Sendo assim, Deus está morto! Viva a capacidade da ciência!
A
religião passou a ser vista como algo baseada na autoridade, falsa e
irrelevantes, e as sociedades modernas conferiram um lugar de importância
crescente à autonomia individual. A era secular tem determinado o lugar
do sagrado e do espiritual. Se há algo para preencher vazios esse algo virá de
nós.
Com
a expansão do individualismo, o pecado não tolerado é a intolerância. O individualismo expressivo não perturba a ordem
moral moderna, pois sua base ética é o relativismo: “faças o que gostas, quem
sou eu para julgar?”
Numa
sociedade governada pelo individualismo expressivo, o expressionista forja sua
própria religião, seu próprio Jesus pessoal. O expressivismo, o sucesso da
cultura do consumidor e a revolução sexual alienou muitas pessoas das igrejas.
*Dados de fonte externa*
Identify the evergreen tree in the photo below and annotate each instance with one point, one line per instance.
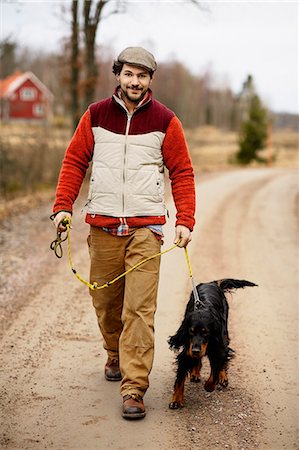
(253, 132)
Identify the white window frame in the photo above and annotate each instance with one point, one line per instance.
(38, 110)
(28, 94)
O enfoque passou a ser no indivíduo e na sua experiência.
Se
a interpretação que temos sobre o transcendente é algo perigoso ao nosso
supremo bem, então teremos uma visão
fechada numa estrutura puramente imanente que tem associado a uma posição
de maturidade em nossa era secular. A invocação da ciência tem se tornado mais
uma posição ética, inclinada ao materialismo, sem um Deus.
Nessa
visão fechada somos nós que teremos que criar nossas próprias visões positivas
do bem. Aquilo
que antes era tratado como pecado agora é visto como patologia (doença). A
moralidade foi transportada para o campo terapêutico, tirando a
responsabilidade das pessoas, levando-as para um lugar de vitimização.
Como consequência a
mensagem do juízo final acaba se tornando irrelevante para as pessoas
atualmente, pois se os vícios pecaminosos são interpretados como patologias,
qual a necessidade de conversão (salvação)?
O
humanismo exclusivo subestima a depravação humana. O cristianismo por outro
lado tem uma visão pessimista acerca da possibilidade de satisfazermos a
demanda máxima do que aqui e agora, pois em aspectos escatológicos, a solução
envolve a transcendência algo que o humanismo exclusivo rejeita, principalmente
algo como uma punição eterna.
Nesse
aspecto a consciência cristã moderna
tem se adaptado a era secular. Muitas igrejas emergentes que focam mais nas
emoções e no amor de Deus, não deixam espaço para o inferno, para a ira de Deus
e sua justa punição. Até mesmo a mensagem da cruz de Cristo é algo ofensivo
(expiação), pois o que importa mesmo é a vida
de Jesus. São igrejas antropocêntricas.
Vivemos
em uma era secular em que as exigências de solidariedade e benevolência
estão mais elevadas do que antes, e quem não atende as estas expectativas passa
vergonha. Por exemplo: “você não recicla seu lixo?”; “você usa sacolas feitas
de plásticos?”; “seu carro não é ecológico?”; você não vai usar o laço que
simboliza a luta contra a AIDS”?
Esta
é uma justiça chique. Essa filantropia (o amor ao ser humano), na verdade pode
ser vestida de desprezo, ódio e agressão. Embora as pessoas possam estar motivadas
a ajudar o pobre vulnerável, o que estão fazendo mesmo é dando, de maneira bem
sutil, um tapinha nas próprias costas, reconhecendo sua superioridade moral.
Esta
filantropia se torna uma misantropia (ódio pela humanidade). Por trás de toda
sua pena e compaixão encontra-se uma repulsa secreta. E toda essa filantropia não
passa de interesse próprio e autocongratulação.
Ainda
há muitas coisas a serem analisadas, mas vamos ficando por aqui. Espero que
este artigo possa lhe ajudar a interpretar um pouco da nossa era secular
observando o modo como temos vivido a estrutura imanente.
O
cristão pode melhorar seu diálogo com as pessoas do mundo aprendendo a
interpretar sua cosmovisão de maneira mais gentil, expressando compaixão e
empatia por elas e com aquilo que elas estão produzindo. Ao invés de ficar interessado
em vencer uma discussão, o cristão precisa estar mais interessado em promover
diálogos inteligentes através de um método apologético.
REFERENCIAL TEÓRICO
SMITH,
James K.A. Como (não) ser secular:
Lendo Charles Taylor. Brasília: Monergismo, 2021.